We never say that tests are evil. We agree that indictors are needed for society to function. We are not against accountability. But there are alternatives to high-stakes testing as educational indicators and we think those are the ones that need to be used to judge the performance of our kids and schools.
We have the 1,298 year old high-stakes civil service exams of China as a guide. The conclusion of recent scholarship on that long history is that corruption of those who administered the tests, and cheating by those who took it, was a natural accompaniment to its administration. High-stakes corrupts. Always. Inevitably. That seems to be the lesson of history in many fields. If the indicator is crimes solved by police, solution rates go up if police are judged on this indicator. This happens by having petty criminals confess to crimes they didn't commit, for reduced sentences. If the number of children seen by social workers is how they end up being judged, then those numbers go up and the death of some children is assured as social workers spend too little time in home visitations. We read about these cases every few months. If the indicator that is valued is publications in institutions of higher education, then publications go up--some are nonsense, many are restatements of other work packaged to appear as if the work were different, and some publications make use of fake data. The stakes are high, so everything is corrupted.

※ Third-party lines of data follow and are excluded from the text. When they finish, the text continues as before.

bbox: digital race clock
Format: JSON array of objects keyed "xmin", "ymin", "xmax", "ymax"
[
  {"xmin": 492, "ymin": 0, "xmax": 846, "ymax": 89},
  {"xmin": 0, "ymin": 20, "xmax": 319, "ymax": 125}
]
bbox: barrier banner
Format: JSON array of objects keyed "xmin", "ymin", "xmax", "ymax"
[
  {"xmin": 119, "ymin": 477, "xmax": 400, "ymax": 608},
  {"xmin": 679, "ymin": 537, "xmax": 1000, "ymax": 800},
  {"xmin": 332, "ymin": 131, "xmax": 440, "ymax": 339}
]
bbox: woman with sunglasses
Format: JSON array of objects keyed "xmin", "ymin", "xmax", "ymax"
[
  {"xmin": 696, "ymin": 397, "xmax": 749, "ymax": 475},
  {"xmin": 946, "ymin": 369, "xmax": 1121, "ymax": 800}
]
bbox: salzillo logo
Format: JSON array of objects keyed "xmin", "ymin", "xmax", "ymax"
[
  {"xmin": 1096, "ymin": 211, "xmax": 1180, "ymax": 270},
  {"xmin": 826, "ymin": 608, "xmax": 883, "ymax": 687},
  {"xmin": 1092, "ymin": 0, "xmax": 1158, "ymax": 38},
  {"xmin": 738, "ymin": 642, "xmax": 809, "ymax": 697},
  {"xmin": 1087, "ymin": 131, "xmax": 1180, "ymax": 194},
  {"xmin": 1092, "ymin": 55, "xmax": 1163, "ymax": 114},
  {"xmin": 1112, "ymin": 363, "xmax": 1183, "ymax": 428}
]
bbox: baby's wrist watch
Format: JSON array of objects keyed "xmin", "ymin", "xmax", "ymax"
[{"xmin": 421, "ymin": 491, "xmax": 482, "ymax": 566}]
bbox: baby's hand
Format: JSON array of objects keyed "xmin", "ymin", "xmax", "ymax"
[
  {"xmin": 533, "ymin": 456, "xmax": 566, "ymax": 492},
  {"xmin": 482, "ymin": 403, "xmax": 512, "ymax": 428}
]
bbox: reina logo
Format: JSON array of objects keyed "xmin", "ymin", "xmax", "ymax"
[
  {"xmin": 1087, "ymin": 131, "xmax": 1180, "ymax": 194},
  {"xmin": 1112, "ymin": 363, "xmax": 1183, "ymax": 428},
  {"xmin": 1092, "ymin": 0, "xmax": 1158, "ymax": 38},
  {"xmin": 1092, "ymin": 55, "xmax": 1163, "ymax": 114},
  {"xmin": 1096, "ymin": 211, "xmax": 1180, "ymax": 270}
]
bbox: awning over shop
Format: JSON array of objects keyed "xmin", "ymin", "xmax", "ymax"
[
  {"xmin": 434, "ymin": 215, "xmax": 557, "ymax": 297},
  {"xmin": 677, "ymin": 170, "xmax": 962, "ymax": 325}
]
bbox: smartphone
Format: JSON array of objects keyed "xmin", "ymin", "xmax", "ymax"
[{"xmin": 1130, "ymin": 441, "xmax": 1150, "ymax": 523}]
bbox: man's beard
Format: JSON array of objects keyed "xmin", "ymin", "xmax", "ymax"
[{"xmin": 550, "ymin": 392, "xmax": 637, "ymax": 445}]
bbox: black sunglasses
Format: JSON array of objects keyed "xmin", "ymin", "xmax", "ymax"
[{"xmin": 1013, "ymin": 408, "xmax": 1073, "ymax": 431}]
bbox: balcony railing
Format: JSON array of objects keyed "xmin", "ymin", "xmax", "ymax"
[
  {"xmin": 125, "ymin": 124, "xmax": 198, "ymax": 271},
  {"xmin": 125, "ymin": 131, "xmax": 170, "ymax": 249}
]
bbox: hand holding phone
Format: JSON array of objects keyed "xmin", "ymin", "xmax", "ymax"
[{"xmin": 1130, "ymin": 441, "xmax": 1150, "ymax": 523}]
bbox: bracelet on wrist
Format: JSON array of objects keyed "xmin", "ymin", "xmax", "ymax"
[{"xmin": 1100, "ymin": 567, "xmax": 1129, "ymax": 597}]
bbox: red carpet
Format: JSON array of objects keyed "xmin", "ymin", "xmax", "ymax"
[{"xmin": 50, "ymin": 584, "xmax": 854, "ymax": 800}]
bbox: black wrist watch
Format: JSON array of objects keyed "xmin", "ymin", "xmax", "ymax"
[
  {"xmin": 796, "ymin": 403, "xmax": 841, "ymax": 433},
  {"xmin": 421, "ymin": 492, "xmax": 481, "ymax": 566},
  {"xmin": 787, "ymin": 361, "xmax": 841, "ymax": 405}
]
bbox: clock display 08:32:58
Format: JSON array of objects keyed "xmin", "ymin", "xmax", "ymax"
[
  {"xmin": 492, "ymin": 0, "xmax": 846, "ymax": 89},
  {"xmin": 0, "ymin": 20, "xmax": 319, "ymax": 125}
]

We argue through case after case of the ubiquity of Campbell's law in education and other fields of endeavor. In our book we focus in on the (literally) thousands of examples of corruption and distortion due to high-stakes testing in education. We amply document the test prep programs that undermine interpretations of validity, we note the easing of time restrictions by teachers who hope their kids will get another item or two correct, we report on the selective dropping of low ability students by administrators seeking bonus's, we document the narrowing of the curriculum and the undermining of teacher morale through the high-stakes testing.
We conclude this sweep through the problems of high-stakes testing by pointing out that the present use of high-stakes testing in education makes every member of AERA, NCME, and APA, violate their own standards for professional behavior. We also offer alternatives to high-stakes testing. Ours is a narrowly focussed book. We are not arguing about standards, the silly 100% proficient criteria, the undefined "highly qualified" teacher part of the law, the rip-off that seems to appear in supplementary services, the lack of science behind reading first, and so forth. We make one point and one point only: High-stakes testing in education has been, is, and will continue to be a failure. I hope you will take a look at what we think is a convincing argument.
In my electronic discussions with Dr. Berliner in seeking permission to quote the above, he remarked that
We wanted this book to be read by congressional staffers and I am presenting it at Politics and Prose in DC in mid March. I wish we could get CNN interested in covering that.We are also trying to get a meeting with staffers arranged as well. But that is harder to do.
His concern about reaching out to congressional staffers is because NCLB is up for reauthorization, and staffers are often the key to influencing the Congressmen, who often have little time to devote to any one issue - influence the key staffer and you are influencing the Member or Senator.
Let me offer a few remarks of my own.
- test prep: I taught classes for two years for Princeton Review and tutored for two additional years, one with them one with another firm. I have seen the impact such preparation can have. That merely exacerbates the class inequities already reflected in SAT scores, because such prep costs more than most lower SES families can afford. Further, some of these firms have now moved into offering prep for AP exams, and for high stakes high school graduation tests such as Standards of Learning in Virginia and High School Assessments in Maryland.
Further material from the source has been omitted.